Tuesday, July 23, 2013

Nokia, the best hardware you will never buy

Everyone seems quick to jump on the blame-anyone-but-Nokia-for-their-problems train, but I think the burden of Nokia's problems fall squarely on their shoulders.

Forbes reports:
I’ve been carrying a yellow Lumia 920 for about 8 months now and it is easy to spot in my purse. The battery life is spectacular compared to the phone it replaced.  The screen is easy to see and read.  Turn it 90 degrees and you can even read it with polarizing sunglasses when outside. Yellow was the theme of the day right down to yellow converse sneakers. Great excitement greeted the demonstration and the jaded journalists there applauded at different features. It was clear the phone was impressive and a hit.
And later in the article, they report:
It is hard to believe that Stephen Elop has now been at NOK for almost three years. He was correct in his initial assessment that the company was standing on the oft quoted ” burning platform” and needed to take drastic action.  He jettisoned almost all the company had left including its Symbian platform that was incapable of moving Nokia into the evolving future .  His options were really to become 1. another “me,too” Android offering or 2. to attempt to build an entirely new ecosystem around the Windows platform. Elop chose the later, tougher path but the only one which offered any chance of winning long term with something unique. Now that Samsung is so dominating the Android universe, by now any attempt at another Android phone would have left no hope for Nokia at all.
Which one is it? Is the phone hardware so great that it puts the phone in a class by itself, or is the software that needs to be different in order for them to build their own class?

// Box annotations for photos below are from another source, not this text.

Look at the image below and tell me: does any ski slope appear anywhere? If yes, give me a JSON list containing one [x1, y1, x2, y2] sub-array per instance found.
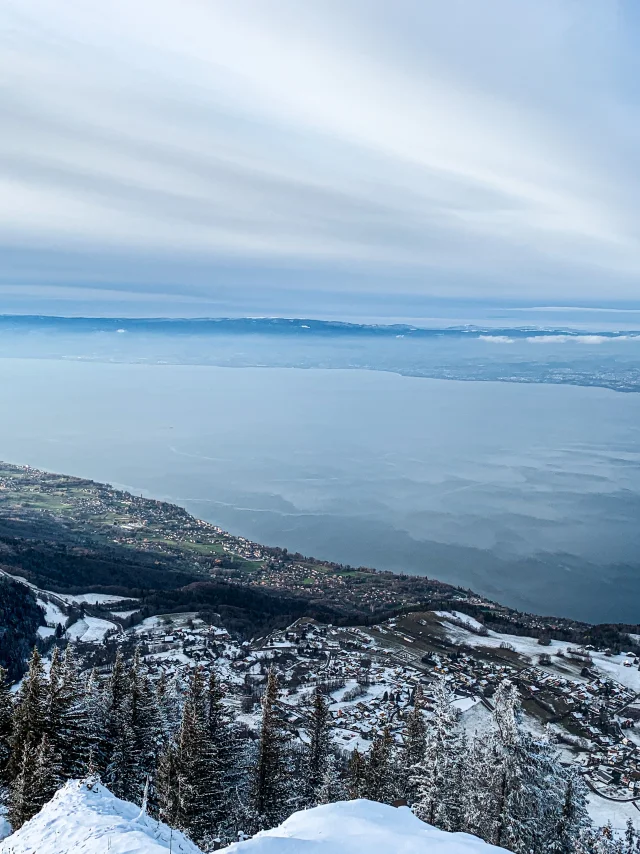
[[222, 800, 504, 854], [0, 780, 202, 854]]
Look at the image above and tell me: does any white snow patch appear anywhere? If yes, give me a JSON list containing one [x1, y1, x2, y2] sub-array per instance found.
[[0, 780, 201, 854], [56, 593, 138, 605], [37, 599, 67, 628], [222, 800, 504, 854], [67, 617, 119, 643]]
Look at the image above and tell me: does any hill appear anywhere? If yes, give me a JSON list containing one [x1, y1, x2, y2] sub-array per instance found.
[[0, 780, 504, 854], [0, 780, 201, 854]]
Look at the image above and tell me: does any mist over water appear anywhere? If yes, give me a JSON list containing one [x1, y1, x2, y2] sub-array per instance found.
[[0, 358, 640, 622]]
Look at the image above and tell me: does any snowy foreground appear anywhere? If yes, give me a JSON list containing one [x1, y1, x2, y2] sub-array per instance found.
[[0, 780, 510, 854]]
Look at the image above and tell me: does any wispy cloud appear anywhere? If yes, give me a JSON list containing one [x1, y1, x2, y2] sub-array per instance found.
[[0, 0, 640, 314]]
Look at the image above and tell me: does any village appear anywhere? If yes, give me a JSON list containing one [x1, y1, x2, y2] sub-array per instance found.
[[60, 600, 640, 820]]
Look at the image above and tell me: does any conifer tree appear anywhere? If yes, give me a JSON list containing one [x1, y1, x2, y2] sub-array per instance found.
[[47, 644, 90, 780], [7, 740, 38, 831], [316, 753, 347, 804], [305, 690, 331, 805], [412, 677, 460, 830], [8, 648, 49, 780], [105, 650, 139, 800], [82, 668, 107, 777], [400, 685, 427, 803], [31, 733, 64, 814], [253, 669, 290, 827], [0, 666, 13, 802], [157, 669, 220, 844], [364, 727, 397, 803], [128, 648, 162, 803], [347, 747, 367, 801], [549, 768, 592, 854]]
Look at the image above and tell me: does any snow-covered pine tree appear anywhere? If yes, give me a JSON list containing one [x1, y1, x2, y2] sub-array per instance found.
[[47, 645, 89, 780], [484, 680, 564, 854], [347, 747, 367, 801], [129, 648, 162, 803], [7, 647, 49, 780], [0, 666, 13, 792], [364, 727, 397, 804], [82, 668, 107, 777], [155, 742, 180, 827], [460, 733, 493, 840], [156, 673, 183, 743], [316, 753, 347, 804], [7, 740, 38, 830], [206, 669, 239, 832], [104, 650, 140, 801], [400, 685, 427, 804], [304, 689, 331, 806], [164, 669, 220, 844], [31, 733, 64, 814], [252, 668, 291, 828], [412, 676, 460, 830], [549, 768, 592, 854]]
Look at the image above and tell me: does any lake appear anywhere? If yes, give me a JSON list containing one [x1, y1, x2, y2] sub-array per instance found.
[[0, 358, 640, 622]]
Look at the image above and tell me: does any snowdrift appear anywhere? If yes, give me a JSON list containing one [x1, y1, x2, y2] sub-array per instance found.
[[221, 801, 504, 854], [0, 780, 202, 854], [0, 780, 504, 854]]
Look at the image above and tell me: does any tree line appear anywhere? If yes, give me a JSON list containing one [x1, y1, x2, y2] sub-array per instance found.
[[0, 646, 640, 854]]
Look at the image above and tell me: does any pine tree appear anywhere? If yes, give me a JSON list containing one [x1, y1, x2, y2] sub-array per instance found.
[[157, 669, 219, 844], [8, 740, 38, 830], [7, 648, 49, 780], [549, 768, 592, 854], [412, 677, 460, 830], [0, 666, 13, 802], [253, 669, 290, 827], [347, 747, 367, 801], [47, 645, 90, 780], [105, 650, 139, 800], [82, 668, 108, 777], [128, 649, 162, 803], [364, 727, 397, 803], [400, 685, 427, 803], [316, 753, 347, 804], [31, 734, 64, 812], [305, 690, 331, 806], [485, 681, 564, 854]]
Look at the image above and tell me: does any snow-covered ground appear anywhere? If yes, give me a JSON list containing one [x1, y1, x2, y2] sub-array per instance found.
[[67, 617, 119, 643], [433, 611, 640, 693], [0, 780, 201, 854], [37, 598, 67, 628], [222, 800, 504, 854], [55, 593, 137, 605]]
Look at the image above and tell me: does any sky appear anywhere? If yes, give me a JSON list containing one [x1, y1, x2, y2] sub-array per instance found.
[[0, 0, 640, 316]]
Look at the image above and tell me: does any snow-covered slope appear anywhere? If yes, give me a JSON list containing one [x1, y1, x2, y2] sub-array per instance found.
[[0, 780, 202, 854], [223, 801, 504, 854]]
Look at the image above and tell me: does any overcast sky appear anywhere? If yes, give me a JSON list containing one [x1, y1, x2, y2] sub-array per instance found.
[[0, 0, 640, 315]]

I admit that I am bias. I was a faithful user of Nokia products up until they could no longer provide the features I needed on their phones.

Where I live we still suffer from spotty coverage due to the enormous distance between towns. Short of putting in cellular towers that support only one or two subscribers, you are going to find dead spots. When this happens, you want a handset that will be made to the most exacting quality so that it can get a signal when no other handset will. Those handsets were always Nokia.

I used Nokia handsets long after they had gone out of style simply because they were incredibly rugged and able to make calls where every other phone failed. I eventually had to give them up for a modern phone.

When Nokia had to choose between Android and Windows Mobile, I was really hoping they would choose Android. I knew that Nokia had the very best hardware, but I also wanted the very best software to go along with it. The software that I wanted was Android. They were the only ones that had a chance of getting the apps to compete with Apple.

Things haven't changed since then. You either use an Apple or an Android phone. There is no one else that has the apps, consumer backing, developer backing to make a splash in today's market.

When Nokia was making its decision, it had a place in the market. It was, and arguably still is, the best hardware manufacturer on the market today. If they hadn't hobbled themselves with software that no one is willing to use, it might be them as the leading Android manufacturer instead of Samsung. As it is, they manufacture the best hardware that no one will buy.